Cloud as technology bookend

Public cloud services are well-known for hitting the middle of the bell curve. General purpose hardware can be replaced by virtual machines in any cloud offering. It makes sense to target this beefy middle. While the margins might not be the best, there’s an unbelievable amount of volume.

But Oracle’s recent earnings call got me thinking about the ends. Oracle continues to insist, despite a lack of evidence, that they’re a legitimate player in Infrastructure-as-a-Service. Oracle is cutting jobs in their hardware business, which has lead some to believe that SPARC processors will primarily  be used in Oracle’s cloud offering.

If that is indeed the case, that signals a surrender of sorts. X86 rules the CPU market these days, and Oracle must see the writing on the wall. As SPARC-based hardware reaches end-of-life, many customers will look to other options. A SPARC cloud gives Oracle a way to convince customers to stay on the platform, at least for a little while, and also helps drive IaaS usage.

This is similar to how I perceive the VMware/Amazon partnership announced last year. Customers are given a gentle exit ramp for a technology that is becoming less relevant, while the vendor gets to extract as much revenue as possible. Public cloud services can serve the tail end of the market, so long as there’s enough usage to keep a minimum offering.

But the cloud can also be where new hardware becomes mainstream. For example, both Amazon and Microsoft Azure have brought field-programmable gate array offerings to market. FPGAs are not new, but they’re certainly not mainstream. Amazon and Microsoft both see them as a worthwhile investment. With easy access to try them out, customers who might never have tried using FPGAs may soon find them indispensable. Once a new technology has a sufficient toe hold, a public cloud provider can give it the boost it needs to reach a mainstream audience. Or it may flop. That can happen, too.

In any case, the bulk of public cloud offerings will sensibly remain focused on the mass market.

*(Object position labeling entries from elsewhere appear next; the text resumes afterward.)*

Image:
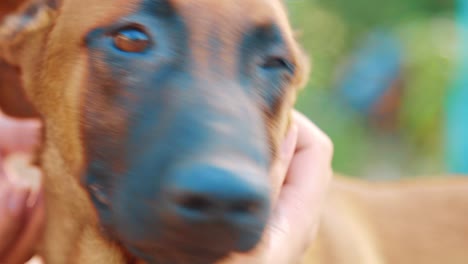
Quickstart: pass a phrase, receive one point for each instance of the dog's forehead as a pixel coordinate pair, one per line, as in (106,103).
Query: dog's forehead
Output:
(230,15)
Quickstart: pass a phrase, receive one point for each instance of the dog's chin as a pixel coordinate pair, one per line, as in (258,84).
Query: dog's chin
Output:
(193,251)
(176,255)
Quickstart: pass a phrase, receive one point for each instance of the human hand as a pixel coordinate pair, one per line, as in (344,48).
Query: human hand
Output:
(301,181)
(21,203)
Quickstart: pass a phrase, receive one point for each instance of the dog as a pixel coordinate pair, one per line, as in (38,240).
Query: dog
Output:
(162,119)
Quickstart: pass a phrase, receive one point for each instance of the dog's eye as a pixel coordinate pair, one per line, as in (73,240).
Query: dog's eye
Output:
(274,62)
(131,40)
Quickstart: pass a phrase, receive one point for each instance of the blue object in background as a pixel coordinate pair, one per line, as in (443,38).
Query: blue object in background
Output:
(457,102)
(371,72)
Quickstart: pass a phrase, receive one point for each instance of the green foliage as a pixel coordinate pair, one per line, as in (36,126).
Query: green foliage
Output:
(330,29)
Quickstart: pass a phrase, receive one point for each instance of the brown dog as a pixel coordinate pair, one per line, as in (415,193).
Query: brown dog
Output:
(150,108)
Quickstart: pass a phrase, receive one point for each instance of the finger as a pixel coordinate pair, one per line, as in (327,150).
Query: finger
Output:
(12,209)
(302,196)
(281,167)
(22,136)
(25,244)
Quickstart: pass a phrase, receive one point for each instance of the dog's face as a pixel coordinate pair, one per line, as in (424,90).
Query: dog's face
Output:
(179,107)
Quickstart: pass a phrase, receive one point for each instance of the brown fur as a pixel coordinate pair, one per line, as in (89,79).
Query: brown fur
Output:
(420,221)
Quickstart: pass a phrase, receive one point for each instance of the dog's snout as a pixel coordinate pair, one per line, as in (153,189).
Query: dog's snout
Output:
(212,195)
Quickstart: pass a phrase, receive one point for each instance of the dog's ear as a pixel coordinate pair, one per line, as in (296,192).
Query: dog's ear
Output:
(19,20)
(16,28)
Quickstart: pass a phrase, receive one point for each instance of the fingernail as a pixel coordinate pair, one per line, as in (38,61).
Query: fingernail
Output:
(17,201)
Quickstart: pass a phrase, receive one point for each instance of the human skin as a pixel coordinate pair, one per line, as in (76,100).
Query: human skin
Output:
(301,180)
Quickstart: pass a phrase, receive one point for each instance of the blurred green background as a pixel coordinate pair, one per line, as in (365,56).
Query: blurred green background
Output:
(330,30)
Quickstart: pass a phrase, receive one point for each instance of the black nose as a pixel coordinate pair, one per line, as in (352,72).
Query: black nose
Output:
(208,194)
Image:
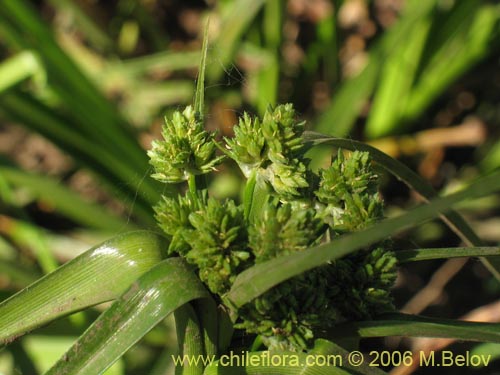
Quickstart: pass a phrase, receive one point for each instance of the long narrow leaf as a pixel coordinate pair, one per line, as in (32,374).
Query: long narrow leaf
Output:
(413,181)
(274,363)
(419,326)
(100,274)
(62,200)
(406,256)
(159,292)
(258,279)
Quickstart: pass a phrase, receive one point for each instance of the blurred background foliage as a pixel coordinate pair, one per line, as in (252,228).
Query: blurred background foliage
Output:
(84,86)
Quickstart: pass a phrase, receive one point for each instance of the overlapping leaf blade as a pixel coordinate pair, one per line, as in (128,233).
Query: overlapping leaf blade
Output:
(159,292)
(98,275)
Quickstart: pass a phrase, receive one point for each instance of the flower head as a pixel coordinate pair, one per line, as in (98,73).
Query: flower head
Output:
(186,149)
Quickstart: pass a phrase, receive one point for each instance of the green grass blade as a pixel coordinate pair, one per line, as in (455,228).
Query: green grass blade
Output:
(234,23)
(93,115)
(19,67)
(395,82)
(256,280)
(415,182)
(406,256)
(290,363)
(100,274)
(113,170)
(152,297)
(325,347)
(268,76)
(199,99)
(471,42)
(158,62)
(340,116)
(419,326)
(85,24)
(61,199)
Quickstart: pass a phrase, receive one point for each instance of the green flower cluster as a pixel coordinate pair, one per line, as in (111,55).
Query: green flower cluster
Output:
(186,149)
(272,147)
(300,209)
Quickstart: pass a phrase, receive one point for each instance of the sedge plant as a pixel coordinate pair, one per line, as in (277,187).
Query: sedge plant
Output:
(301,264)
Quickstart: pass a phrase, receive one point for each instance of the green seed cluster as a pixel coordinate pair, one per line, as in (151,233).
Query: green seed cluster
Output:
(301,209)
(186,149)
(273,147)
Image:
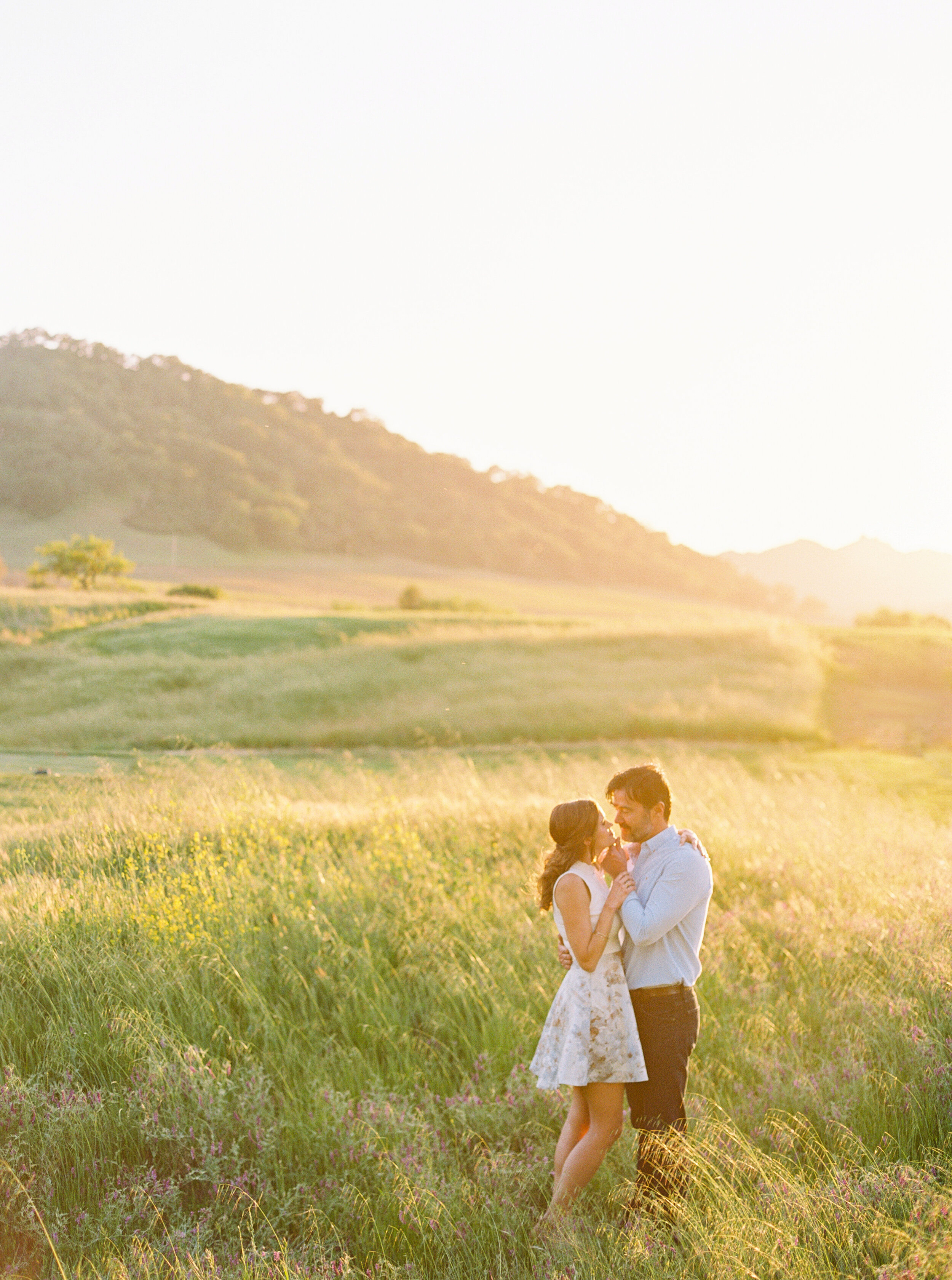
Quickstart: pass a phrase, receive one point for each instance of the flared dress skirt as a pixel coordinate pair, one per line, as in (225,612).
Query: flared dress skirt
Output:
(590,1035)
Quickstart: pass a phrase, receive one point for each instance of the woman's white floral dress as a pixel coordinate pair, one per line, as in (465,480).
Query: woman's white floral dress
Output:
(590,1035)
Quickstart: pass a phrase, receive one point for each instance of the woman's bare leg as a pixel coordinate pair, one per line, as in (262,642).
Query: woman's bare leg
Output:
(574,1130)
(604,1106)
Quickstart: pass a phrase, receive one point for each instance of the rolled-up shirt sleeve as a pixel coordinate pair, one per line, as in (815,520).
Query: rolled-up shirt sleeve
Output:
(682,886)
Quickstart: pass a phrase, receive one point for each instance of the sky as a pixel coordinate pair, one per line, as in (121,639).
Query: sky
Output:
(695,258)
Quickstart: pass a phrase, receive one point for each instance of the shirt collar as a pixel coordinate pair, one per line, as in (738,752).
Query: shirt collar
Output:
(661,840)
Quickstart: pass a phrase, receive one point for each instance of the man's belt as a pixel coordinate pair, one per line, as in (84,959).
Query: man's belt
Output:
(674,989)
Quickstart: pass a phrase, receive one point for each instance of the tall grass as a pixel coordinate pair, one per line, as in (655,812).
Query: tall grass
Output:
(276,1022)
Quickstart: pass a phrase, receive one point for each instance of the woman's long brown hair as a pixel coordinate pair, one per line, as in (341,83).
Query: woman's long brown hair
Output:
(570,826)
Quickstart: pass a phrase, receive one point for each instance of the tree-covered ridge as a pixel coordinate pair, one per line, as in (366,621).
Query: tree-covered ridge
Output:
(187,454)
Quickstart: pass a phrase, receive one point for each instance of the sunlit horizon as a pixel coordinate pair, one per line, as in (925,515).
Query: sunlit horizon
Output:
(696,263)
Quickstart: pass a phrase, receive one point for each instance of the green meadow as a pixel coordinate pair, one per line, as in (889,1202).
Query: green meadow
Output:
(272,1018)
(120,675)
(268,1013)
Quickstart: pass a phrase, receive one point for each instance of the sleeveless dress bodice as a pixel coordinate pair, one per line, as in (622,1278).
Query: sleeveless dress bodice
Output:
(590,1035)
(599,893)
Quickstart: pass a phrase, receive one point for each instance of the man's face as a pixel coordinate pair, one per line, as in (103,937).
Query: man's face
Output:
(635,821)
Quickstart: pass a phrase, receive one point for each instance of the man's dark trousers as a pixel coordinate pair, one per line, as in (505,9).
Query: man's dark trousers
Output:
(668,1026)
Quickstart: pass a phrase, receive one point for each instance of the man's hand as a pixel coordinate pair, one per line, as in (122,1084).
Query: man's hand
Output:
(615,861)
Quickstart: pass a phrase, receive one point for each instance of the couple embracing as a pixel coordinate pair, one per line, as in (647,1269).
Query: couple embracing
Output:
(626,1017)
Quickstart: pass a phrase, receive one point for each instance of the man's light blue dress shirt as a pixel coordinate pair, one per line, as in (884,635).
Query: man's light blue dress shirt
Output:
(664,917)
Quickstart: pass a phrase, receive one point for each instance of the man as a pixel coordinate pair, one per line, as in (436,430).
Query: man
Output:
(664,921)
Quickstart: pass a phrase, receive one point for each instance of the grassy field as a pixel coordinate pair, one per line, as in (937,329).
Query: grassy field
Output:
(402,679)
(272,1018)
(114,675)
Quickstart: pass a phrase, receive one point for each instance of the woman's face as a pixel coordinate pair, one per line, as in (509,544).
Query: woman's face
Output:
(603,839)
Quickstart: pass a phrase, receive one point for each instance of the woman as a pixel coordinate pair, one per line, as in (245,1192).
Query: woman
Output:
(590,1038)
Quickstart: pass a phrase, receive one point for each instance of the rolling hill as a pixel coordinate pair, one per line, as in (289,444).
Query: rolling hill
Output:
(859,578)
(182,452)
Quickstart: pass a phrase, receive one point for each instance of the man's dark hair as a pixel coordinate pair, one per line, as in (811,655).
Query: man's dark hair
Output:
(645,784)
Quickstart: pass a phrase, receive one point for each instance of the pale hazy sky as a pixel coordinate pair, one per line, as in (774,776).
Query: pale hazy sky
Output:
(695,258)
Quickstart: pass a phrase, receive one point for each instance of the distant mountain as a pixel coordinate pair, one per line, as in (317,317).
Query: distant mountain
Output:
(182,452)
(855,579)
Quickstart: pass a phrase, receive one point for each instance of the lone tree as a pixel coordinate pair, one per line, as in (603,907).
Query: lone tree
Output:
(82,561)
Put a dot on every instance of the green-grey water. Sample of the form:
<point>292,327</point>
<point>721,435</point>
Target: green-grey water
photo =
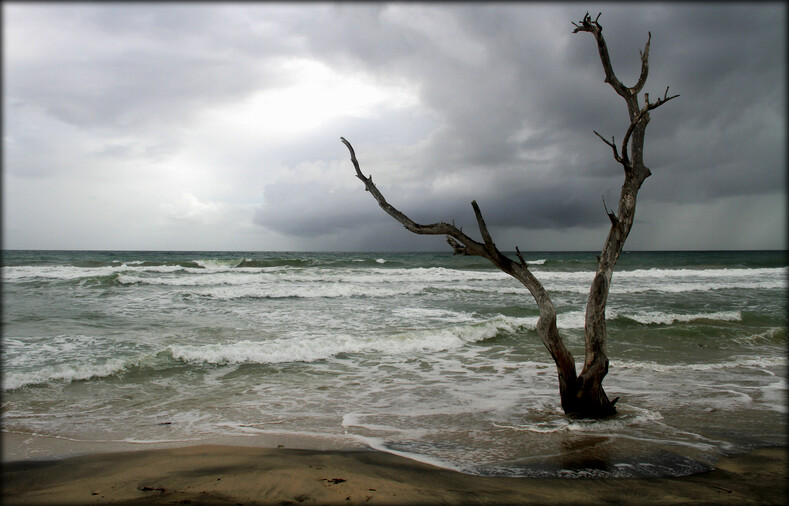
<point>427,355</point>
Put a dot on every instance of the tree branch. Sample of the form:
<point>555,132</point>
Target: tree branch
<point>461,242</point>
<point>593,27</point>
<point>642,79</point>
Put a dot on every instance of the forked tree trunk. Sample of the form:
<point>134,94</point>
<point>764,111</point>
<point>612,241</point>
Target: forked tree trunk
<point>581,395</point>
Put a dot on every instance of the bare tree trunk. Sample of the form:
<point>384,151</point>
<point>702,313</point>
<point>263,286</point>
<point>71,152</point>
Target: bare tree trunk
<point>581,395</point>
<point>591,397</point>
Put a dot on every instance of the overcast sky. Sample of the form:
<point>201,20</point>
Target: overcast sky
<point>216,126</point>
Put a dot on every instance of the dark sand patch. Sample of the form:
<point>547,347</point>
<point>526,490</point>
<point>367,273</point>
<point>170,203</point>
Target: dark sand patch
<point>213,474</point>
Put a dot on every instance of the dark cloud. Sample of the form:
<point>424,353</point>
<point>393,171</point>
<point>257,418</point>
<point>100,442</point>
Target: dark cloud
<point>508,98</point>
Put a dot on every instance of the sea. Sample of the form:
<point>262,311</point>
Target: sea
<point>430,356</point>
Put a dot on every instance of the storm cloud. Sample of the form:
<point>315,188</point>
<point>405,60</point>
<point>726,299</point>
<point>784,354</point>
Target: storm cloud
<point>216,126</point>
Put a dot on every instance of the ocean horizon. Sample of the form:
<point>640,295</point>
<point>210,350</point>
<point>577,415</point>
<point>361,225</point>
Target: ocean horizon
<point>422,354</point>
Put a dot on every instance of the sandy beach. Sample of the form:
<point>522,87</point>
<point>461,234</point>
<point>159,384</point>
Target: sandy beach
<point>218,474</point>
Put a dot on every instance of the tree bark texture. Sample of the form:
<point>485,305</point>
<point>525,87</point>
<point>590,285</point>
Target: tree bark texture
<point>581,395</point>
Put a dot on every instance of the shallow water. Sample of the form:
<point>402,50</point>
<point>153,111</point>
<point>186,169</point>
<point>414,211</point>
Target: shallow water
<point>430,356</point>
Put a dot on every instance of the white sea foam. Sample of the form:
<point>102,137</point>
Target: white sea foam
<point>632,416</point>
<point>661,318</point>
<point>63,372</point>
<point>219,264</point>
<point>321,347</point>
<point>759,362</point>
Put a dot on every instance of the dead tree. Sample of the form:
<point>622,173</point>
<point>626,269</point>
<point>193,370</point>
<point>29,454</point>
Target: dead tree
<point>582,395</point>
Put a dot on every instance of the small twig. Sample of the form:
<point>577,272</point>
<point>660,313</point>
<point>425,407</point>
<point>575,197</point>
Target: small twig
<point>611,215</point>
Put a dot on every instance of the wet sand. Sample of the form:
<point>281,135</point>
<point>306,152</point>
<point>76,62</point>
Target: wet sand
<point>218,474</point>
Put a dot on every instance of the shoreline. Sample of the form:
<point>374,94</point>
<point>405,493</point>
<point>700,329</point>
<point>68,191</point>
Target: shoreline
<point>223,474</point>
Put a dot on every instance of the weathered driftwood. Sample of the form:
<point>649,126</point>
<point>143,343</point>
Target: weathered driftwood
<point>581,395</point>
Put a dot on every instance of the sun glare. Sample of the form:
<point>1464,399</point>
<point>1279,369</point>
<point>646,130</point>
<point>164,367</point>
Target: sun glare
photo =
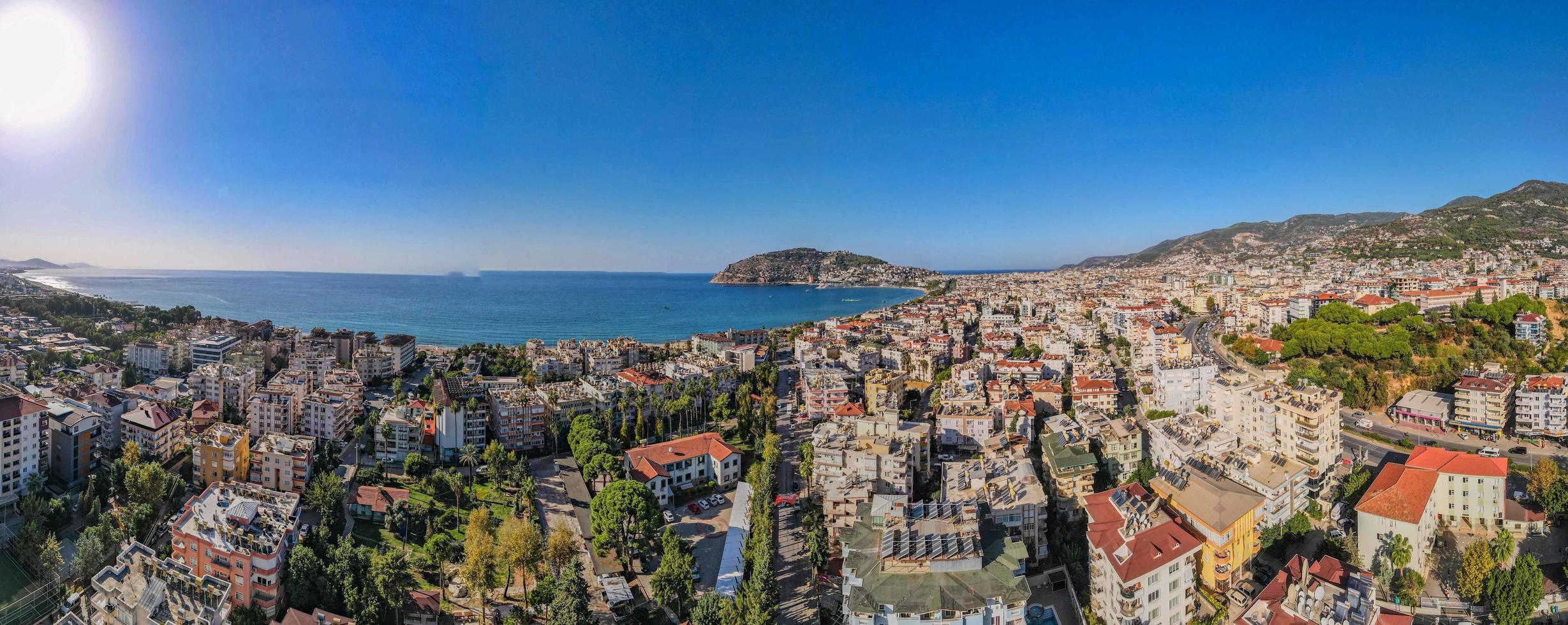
<point>45,64</point>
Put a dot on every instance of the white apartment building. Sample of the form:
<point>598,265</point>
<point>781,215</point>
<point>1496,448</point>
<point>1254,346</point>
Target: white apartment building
<point>684,462</point>
<point>1142,560</point>
<point>159,358</point>
<point>974,577</point>
<point>1540,408</point>
<point>327,414</point>
<point>1183,384</point>
<point>1484,400</point>
<point>212,349</point>
<point>22,442</point>
<point>399,434</point>
<point>1433,485</point>
<point>1297,422</point>
<point>223,384</point>
<point>275,408</point>
<point>281,462</point>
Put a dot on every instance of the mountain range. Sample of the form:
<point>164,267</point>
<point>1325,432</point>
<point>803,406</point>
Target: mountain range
<point>806,265</point>
<point>1534,210</point>
<point>41,263</point>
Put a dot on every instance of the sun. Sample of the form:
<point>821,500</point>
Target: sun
<point>45,64</point>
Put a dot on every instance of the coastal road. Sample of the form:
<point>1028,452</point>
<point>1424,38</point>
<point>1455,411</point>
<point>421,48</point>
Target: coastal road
<point>797,602</point>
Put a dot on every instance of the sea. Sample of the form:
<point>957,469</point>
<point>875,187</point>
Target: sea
<point>490,307</point>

But don’t be surprised if offerings at either end become more numerous.

2 thoughts on “Cloud as technology bookend

  1. As much as I hate to say it, it makes a lot of sense for Oracle to get out of the SPARC business as push folks hard to use their cloud for DB needs.

    Of course, their DB is so bloody expensive their cloud offering looks cheap.

    Of course, they also have APEX which is some sugar to entice the unwary developer into their cloud offering.

  2. I agree. Oracle’s decision makes perfect sense for them. One interesting rub is that the x86 hegemony may be coming to…if not an end, at least a reduction. POWER and ARM architectures are making some inroads, at least for some use cases. I don’t know enough about the architectures to know how SPARC compares, but I find it interesting that Oracle could have been in on this if they had put more effort into SPARC instead of letting it go. Even if they weren’t getting out of the hardware business, it’s probably too late now.